Thanks for your reply. I want to know how to design the prompt after adding the actor's portrait photo in front of the video frame? Is it necessary to indicate that the first few pictures are portraits, and then the video starts? Or is the question the same as before?

Yes. We indicate the portraits, character names, and video frames through prompting. In some cases, due to model limitations (e.g. GPT-4V), we display the character names in the corresponding input portraits (i.e. the model gets character names by OCR). We plan to include more details about baseline implementation in our revised paper.

changqinyao · Answer 8 · Mon Aug 05 2024 21:44:02 GMT+0800 (China Standard Time)

Thanks for your reply. I want to know how to design the prompt after adding the actor's portrait photo in front of the video frame?
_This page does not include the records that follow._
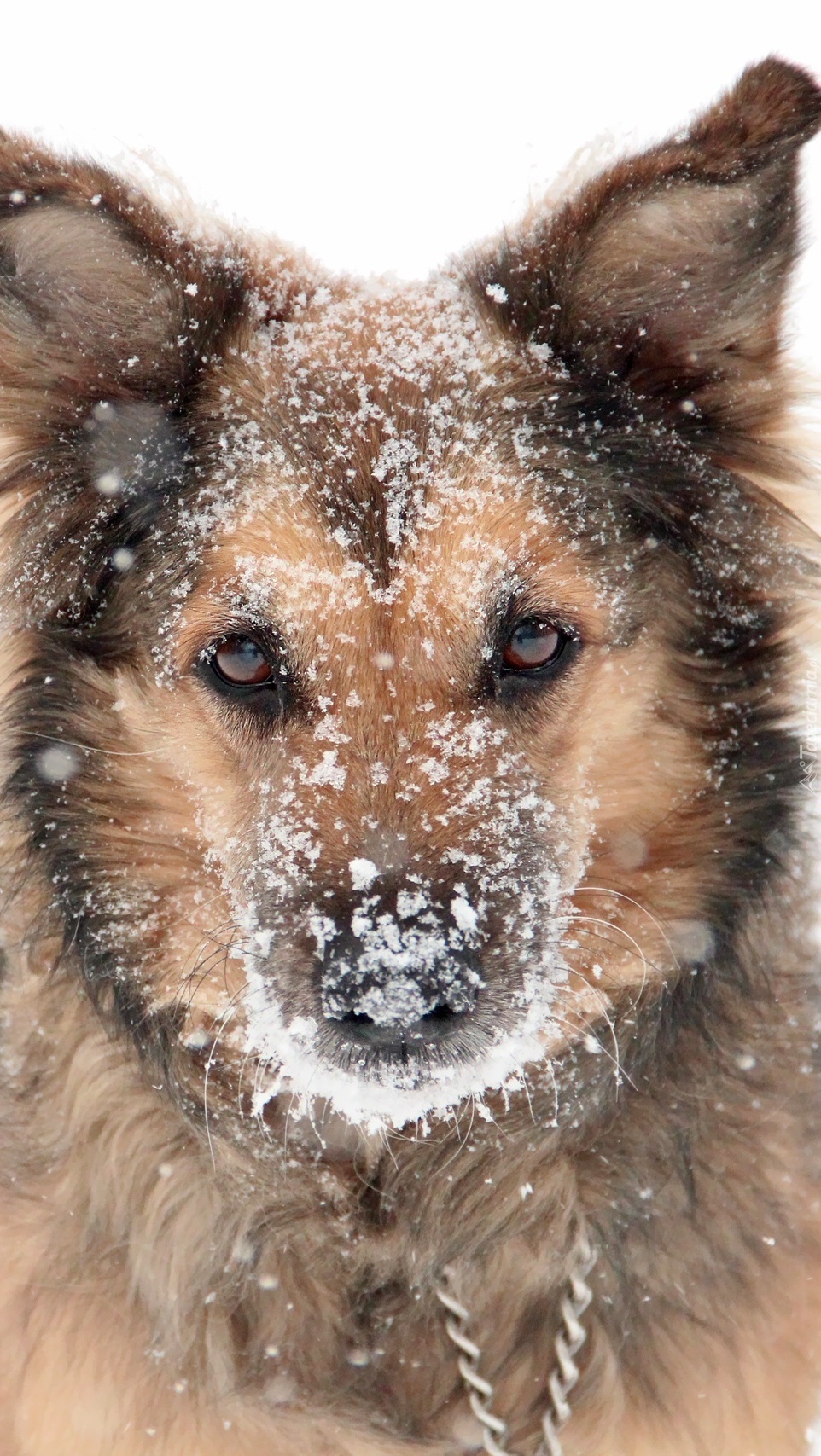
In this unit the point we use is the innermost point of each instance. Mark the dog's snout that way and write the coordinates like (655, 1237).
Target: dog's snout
(396, 984)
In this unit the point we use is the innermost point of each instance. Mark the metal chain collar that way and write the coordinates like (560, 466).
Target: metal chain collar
(563, 1376)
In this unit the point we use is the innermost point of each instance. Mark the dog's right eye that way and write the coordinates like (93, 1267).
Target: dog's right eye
(241, 663)
(245, 671)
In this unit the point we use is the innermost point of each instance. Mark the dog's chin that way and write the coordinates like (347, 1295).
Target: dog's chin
(386, 1087)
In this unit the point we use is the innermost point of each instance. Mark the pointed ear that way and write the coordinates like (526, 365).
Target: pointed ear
(667, 276)
(99, 296)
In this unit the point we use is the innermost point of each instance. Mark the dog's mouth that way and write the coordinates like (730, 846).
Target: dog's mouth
(393, 1054)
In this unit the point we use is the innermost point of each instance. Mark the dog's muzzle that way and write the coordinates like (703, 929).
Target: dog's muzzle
(396, 986)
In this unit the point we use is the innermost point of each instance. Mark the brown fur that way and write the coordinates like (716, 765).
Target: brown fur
(373, 479)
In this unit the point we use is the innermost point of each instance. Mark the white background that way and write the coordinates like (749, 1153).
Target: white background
(385, 137)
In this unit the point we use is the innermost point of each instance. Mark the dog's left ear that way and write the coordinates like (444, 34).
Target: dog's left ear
(667, 274)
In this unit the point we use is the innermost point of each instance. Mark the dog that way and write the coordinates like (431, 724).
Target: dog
(410, 1003)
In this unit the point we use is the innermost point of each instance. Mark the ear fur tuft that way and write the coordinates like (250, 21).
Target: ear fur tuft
(667, 274)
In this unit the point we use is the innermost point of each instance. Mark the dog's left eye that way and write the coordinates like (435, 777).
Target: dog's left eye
(533, 646)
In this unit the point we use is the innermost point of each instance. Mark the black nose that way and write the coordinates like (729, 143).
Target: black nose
(406, 988)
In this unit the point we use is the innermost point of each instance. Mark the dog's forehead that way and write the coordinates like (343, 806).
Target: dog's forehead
(365, 409)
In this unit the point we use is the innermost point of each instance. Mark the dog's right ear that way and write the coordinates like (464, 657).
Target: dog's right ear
(99, 296)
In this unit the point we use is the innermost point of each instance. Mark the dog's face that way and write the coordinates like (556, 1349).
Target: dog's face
(390, 687)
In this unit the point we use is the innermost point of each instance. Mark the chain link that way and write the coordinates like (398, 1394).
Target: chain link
(562, 1378)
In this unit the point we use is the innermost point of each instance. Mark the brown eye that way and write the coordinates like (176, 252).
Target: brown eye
(242, 663)
(533, 644)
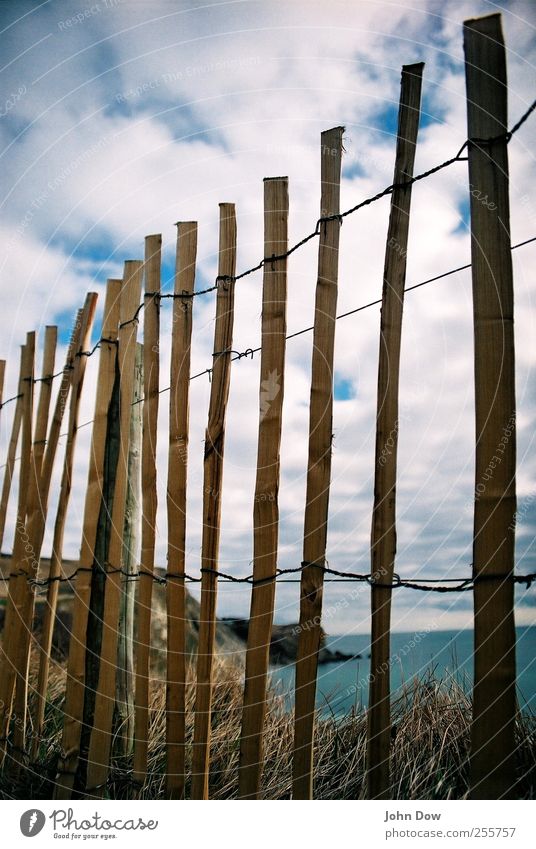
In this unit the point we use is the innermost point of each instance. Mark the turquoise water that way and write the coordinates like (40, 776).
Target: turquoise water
(344, 685)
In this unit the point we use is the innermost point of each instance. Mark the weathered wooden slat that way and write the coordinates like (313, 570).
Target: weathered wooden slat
(57, 541)
(383, 537)
(37, 510)
(151, 363)
(101, 734)
(266, 506)
(124, 701)
(212, 485)
(176, 507)
(39, 495)
(74, 696)
(493, 760)
(11, 451)
(318, 466)
(8, 669)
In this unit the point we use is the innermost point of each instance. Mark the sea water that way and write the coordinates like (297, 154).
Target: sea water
(344, 685)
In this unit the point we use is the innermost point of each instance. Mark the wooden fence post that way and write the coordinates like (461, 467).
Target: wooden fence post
(318, 466)
(12, 451)
(76, 665)
(38, 501)
(266, 507)
(59, 526)
(8, 670)
(212, 484)
(36, 505)
(124, 702)
(494, 701)
(151, 360)
(101, 734)
(383, 538)
(176, 507)
(2, 376)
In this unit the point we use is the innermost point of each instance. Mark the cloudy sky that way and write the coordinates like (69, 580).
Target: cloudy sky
(120, 117)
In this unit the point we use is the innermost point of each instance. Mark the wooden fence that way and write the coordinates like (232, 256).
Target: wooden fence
(98, 584)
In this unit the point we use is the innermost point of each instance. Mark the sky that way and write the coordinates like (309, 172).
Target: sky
(119, 118)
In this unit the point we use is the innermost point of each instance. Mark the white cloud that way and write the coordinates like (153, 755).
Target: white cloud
(144, 115)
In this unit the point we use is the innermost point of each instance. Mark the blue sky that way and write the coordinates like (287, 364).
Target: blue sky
(121, 118)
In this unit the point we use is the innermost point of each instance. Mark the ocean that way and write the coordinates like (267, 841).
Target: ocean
(343, 685)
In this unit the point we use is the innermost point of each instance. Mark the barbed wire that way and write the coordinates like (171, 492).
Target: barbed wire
(437, 585)
(8, 401)
(223, 279)
(249, 352)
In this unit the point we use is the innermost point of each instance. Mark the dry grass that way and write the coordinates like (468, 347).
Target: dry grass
(430, 744)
Is it necessary to indicate that the first few pictures are portraits, and then the video starts? Or is the question the same as before?

Yes. We indicate the portraits, character names, and video frames through prompting. In some cases, due to model limitations (e.g. GPT-4V), we display the character names in the corresponding input portraits (i.e. the model gets character names by OCR). We plan to include more details about baseline implementation in our revised paper.

Is there a specific example? For example, videochat2. The input prompt is: I input a series of pictures, the first n frames are portraits of people's faces, followed by continuous video frames, the portraits are in the order: (character 1, character 2, ...), please answer my question? Is this right?

Zihao Yue · Answer 9 · Mon Aug 05 2024 21:48:50 GMT+0800 (China Standard Time)

Is there a specific example? For example, videochat2. The input prompt is: I input a series of pictures, the first n frames are portraits of people's faces, followed by continuous video frames, the portraits are in the order: (character 1, character 2, ...), please answer my question? Is this right?

You are right.

Our prompt for VideoChat-2: "你是一个电影解说员，请结合前5张图中的角色肖像（character 1, character 2, ...），观察后续16帧电影片段截图，解说该片段。"